Morozane adopted Akifusa’s daughter Kenshi, who became the Empress of Emperor Shirakawa. Empress Kenshi had three children, the imperial prince Atsufumi, the imperial princess Teishi, and the imperial prince Taruhito (Emperor Horikawa). Akifusa was a maternal relative of Emperor Horikawa. He was also a kenmonkajin (a poet from an influential family).
He lived from the Emperor Shirakawa period to the Emperor Shirakawa Insei period. At that time Emperor Shirakawa came to take the reins of government personally.
The purpose of this paper is to study his activity as a kenmonkajin and discuss his position as a poet in the Insei period, through examination of each of the 23 waka Akifusa wrote.

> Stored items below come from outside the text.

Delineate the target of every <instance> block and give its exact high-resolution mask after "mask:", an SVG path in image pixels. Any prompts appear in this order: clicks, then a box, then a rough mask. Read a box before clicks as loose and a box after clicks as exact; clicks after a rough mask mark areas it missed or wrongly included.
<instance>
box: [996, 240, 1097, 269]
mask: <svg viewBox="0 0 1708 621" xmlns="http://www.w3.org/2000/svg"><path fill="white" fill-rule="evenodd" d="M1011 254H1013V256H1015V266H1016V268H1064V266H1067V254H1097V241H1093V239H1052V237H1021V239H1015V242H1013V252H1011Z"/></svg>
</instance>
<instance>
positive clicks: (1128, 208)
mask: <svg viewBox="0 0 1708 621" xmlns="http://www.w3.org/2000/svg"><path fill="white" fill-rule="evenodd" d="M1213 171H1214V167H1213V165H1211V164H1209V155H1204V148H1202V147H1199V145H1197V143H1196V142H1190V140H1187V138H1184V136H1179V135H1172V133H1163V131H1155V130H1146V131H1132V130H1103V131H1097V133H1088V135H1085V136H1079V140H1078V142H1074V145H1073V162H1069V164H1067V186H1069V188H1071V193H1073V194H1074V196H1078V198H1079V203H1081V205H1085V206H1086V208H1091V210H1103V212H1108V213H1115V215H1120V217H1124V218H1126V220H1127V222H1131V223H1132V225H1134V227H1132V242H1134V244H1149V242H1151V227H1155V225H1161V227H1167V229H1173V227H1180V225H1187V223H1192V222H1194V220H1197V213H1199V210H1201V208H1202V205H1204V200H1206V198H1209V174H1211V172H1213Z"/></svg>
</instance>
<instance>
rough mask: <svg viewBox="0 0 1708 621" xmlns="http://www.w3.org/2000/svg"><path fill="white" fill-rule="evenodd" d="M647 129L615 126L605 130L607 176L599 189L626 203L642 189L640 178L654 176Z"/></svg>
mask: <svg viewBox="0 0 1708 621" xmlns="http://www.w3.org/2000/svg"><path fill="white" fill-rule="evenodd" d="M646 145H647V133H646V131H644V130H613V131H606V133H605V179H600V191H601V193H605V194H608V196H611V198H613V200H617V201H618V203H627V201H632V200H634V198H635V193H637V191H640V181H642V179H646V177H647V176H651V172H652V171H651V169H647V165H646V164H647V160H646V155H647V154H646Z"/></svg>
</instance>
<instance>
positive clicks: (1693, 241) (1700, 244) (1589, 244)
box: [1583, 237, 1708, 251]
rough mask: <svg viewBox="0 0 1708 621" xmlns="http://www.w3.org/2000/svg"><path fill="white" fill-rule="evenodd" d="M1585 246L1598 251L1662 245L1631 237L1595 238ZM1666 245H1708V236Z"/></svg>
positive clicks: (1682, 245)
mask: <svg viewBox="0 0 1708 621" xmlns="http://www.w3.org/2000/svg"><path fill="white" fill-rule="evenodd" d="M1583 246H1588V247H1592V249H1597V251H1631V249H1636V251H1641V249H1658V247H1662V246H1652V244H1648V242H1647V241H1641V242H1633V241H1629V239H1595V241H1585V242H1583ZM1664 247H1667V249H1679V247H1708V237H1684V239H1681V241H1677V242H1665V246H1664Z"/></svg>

What I found noteworthy through the research may be summarized as follows.
1. It is important to examine Akifusa’s ghostwriting in Utaawase (a poetry contest). He had Jijunomenoto (a court lady) compose a waka poem, when he was 15 years old. After he grew up, however, he came to compose waka for other people. As a kenmonkajin, he had the responsibility to compose waka poems on many occasions.
2. Akifusa and Minamotono Tsunenobu (an excellent poet and bureaucrat) worked together in various situations. At one time Akifusa was the boss and Tsunenobu was his subordinate at the Empress Kyoshinaishinno’s house. After the Empress retired from the Saiin, she lived in Morofusa’house. Whenever they had a banquet, they composed and exchanged waka poems, according to Dainagontsunenobu-shu (Tsunenobu’s personal waka anthology).
3. Of his 23 waka poems, four waka poems were included in the Goshuiwakashu (an imperial waka anthology) and another 4 waka poems were chosen to be in the Kinyowakashu (an imperial waka anthology). This is especially worth noting since there was no other instance where one poet had 8 waka poems chosen.
4. Some studies have claimed that the Imperial family and the Sekkanke (regent house) at this time were not on good terms with each other. His waka poems appear to have a deep relationship with the Imperial family, and he had a strong connection with the Sekkannke (regent house), exchanging waka poems. This indicates that he had a good relationship with both the Imperial family and the Sekkanke (regent house) as a kenmonkajin.